For regression, increasing max_leaves and max_depth improves fit but risks overfitting. Use cross-validation (e.g., cross_val_score with scoring="r2") to find the right balance.

TipTip

min_samples_split controls the minimum number of samples in a node before the tree even considers splitting it.

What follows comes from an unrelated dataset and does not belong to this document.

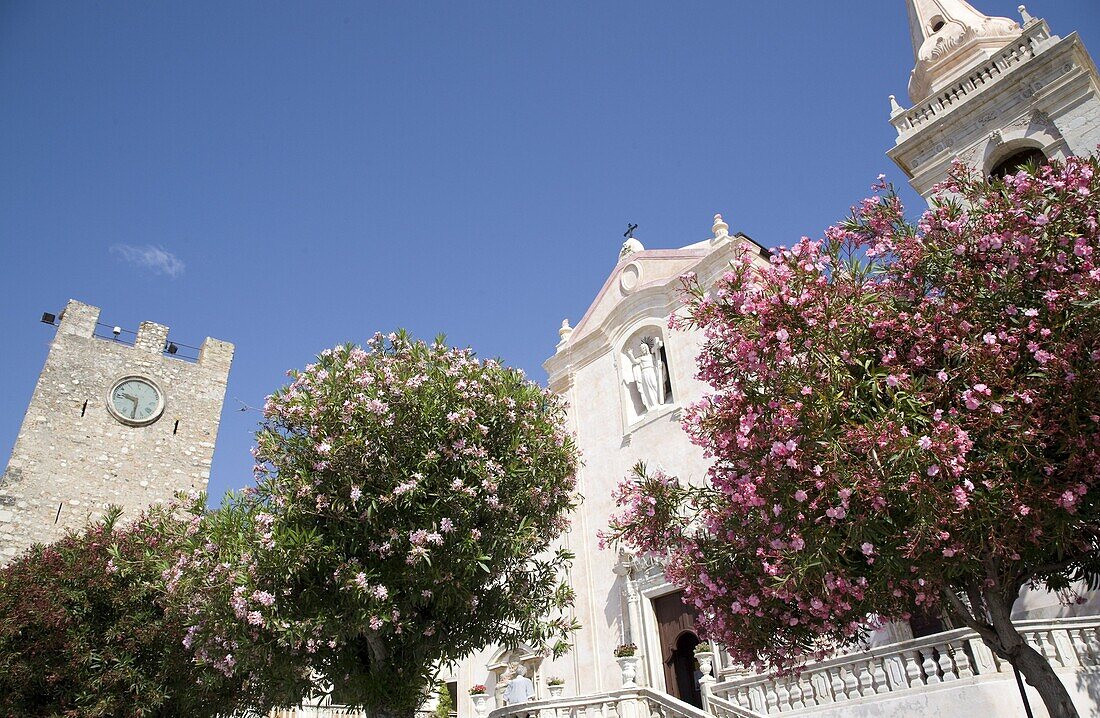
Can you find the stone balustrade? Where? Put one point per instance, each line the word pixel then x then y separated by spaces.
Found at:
pixel 913 665
pixel 1035 37
pixel 628 703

Setting it to a value like 5.0 or 10.0 is a simple but effective regularizer for noisy datasets.

6. Input Formats

The estimators accept:

  • NumPy arrays — standard (n_samples, n_features) float arrays.
  • Pandas DataFrames — column names are preserved.
  • Multi-output — pass a 2-D y array or DataFrame with multiple columns.
  • Missing valuesNaN values are supported (allow_nan = True).